Category: Glomerular Diseases

  • 1203 Glomerular Diseases: Clinical, Outcomes, and Trials

Authors

  • Ahmad, Syeda B., Columbia University Irving Medical Center, New York, New York, United States
  • Santoriello, Dominick, Columbia University Irving Medical Center, New York, New York, United States
  • Canetta, Pietro A., Columbia University Irving Medical Center, New York, New York, United States
  • Bomback, Andrew S., Columbia University Irving Medical Center, New York, New York, United States
  • D'Agati, Vivette D., Columbia University Irving Medical Center, New York, New York, United States
  • Markowitz, Glen S., Columbia University Irving Medical Center, New York, New York, United States
  • Ahn, Wooin, Columbia University Irving Medical Center, New York, New York, United States
  • Radhakrishnan, Jai, Columbia University Irving Medical Center, New York, New York, United States
  • Appel, Gerald B., Columbia University Irving Medical Center, New York, New York, United States
Background

Anti-GBM nephritis is an uncommon entity with a rapidly progressive course. The concurrence of anti-GBM nephritis with membranous nephropathy (MN) is rare and poorly understood. We report a single center case series of this dual glomerulopathy with emphasis on presenting features, course, and outcome.

Methods

A total of 12 cases of combined anti-GBM nephritis and MN were identified from the archives of the Columbia Renal Pathology Laboratory over the past 18 years. Presenting clinical, histopathologic and laboratory data with follow up were obtained by chart review.

Results

The cohort of 12 cases included 7 men and 5 women with age range 18-81 years. The most common presenting feature was AKI (mean creatinine 9.3 mg/dL) , with one patient having pulmonary symptoms. Positive anti-GBM serology was available at presentation for 11 cases, 5 with titers > 100 au/mL, and all were ANCA negative. Of those tested the majority were PLA2r negative. Patients were predominantly Caucasian (N = 9).

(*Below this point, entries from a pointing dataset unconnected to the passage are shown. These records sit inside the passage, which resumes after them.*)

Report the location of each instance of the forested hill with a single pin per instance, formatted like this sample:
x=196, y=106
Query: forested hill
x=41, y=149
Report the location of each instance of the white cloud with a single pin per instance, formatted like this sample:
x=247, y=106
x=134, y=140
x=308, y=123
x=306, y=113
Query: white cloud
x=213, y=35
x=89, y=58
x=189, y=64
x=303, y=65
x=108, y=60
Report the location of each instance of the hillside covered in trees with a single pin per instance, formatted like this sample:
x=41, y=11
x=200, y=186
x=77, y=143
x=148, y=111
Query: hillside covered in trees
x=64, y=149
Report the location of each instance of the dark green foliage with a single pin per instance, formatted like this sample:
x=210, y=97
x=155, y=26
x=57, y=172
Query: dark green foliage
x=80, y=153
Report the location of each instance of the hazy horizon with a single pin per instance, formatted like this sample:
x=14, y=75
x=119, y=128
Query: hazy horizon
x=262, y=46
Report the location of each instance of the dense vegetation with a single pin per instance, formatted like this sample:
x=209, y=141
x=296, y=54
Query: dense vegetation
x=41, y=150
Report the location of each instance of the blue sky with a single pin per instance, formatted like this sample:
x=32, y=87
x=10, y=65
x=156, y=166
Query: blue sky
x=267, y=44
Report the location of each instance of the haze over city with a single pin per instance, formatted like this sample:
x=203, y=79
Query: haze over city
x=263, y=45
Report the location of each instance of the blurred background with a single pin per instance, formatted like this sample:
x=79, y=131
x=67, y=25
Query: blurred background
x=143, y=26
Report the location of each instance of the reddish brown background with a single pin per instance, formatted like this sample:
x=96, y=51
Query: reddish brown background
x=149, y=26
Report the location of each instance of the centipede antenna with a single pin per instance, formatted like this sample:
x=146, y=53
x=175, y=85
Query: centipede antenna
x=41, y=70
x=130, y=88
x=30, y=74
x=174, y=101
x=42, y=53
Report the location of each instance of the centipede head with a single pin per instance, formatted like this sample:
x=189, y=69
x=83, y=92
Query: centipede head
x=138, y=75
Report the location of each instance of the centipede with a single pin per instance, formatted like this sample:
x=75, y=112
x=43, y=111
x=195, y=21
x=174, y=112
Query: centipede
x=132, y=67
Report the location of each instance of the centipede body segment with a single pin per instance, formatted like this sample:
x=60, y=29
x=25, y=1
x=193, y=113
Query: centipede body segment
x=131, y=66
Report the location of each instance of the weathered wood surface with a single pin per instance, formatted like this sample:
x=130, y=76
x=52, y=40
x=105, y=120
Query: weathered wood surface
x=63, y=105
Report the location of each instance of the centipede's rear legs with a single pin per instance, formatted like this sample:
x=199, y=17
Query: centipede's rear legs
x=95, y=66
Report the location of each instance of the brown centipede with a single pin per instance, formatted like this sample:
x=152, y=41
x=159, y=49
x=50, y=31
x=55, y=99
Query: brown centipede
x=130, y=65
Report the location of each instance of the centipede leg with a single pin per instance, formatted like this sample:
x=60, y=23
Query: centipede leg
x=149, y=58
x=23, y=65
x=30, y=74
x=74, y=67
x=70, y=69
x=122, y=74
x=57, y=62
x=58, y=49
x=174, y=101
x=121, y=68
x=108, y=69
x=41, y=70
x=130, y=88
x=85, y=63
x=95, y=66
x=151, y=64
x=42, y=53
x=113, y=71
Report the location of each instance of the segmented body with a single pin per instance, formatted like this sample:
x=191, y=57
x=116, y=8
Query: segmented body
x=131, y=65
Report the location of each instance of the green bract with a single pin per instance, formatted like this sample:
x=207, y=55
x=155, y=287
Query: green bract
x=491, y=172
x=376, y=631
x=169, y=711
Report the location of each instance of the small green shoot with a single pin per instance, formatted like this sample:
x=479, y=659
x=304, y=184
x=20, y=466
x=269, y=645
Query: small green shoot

All patients required hemodialysis (HD) at presentation, and two patients, a 20-year-old woman and an 81-year-old woman had renal recovery with the later having a stable creatinine of 2.0 mg/dL 11 months later. Treatment regimens included the following: cyclophosphamide, plasmapheresis, and prednisone (N=9); cyclophosphamide and prednisone (N=1), prednisone and plasmapheresis (N=1) and rituximab alone (N=1). Two patients died, both on HD, one 16 years later from unknown cause and one 3 months after presentation from sepsis . Analysis of the 12 renal biopsies showed combined linear and granular staining of GBMs for IgG, with crescents involving 23-100% of glomeruli, and fibrinoid necrosis involving 15-100%. The two patients who recovered renal function had fewer total crescents (82% crescents, and 23%, respectively) and less fibrinoid necrosis (15% and 31%) compared to the subgroup without recovery respectively, on kidney biopsy.

Conclusion

Combined anti-GBM and MN is a rare entity presenting with severe AKI requiring dialysis. Renal recovery is uncommon. High percentage of crescents are consistent with poor outcomes. Treatment and course are dominated by anti-GBM nephritis. The MN component is predominantly PLA2R negative, and further studies into pathogenesis are needed.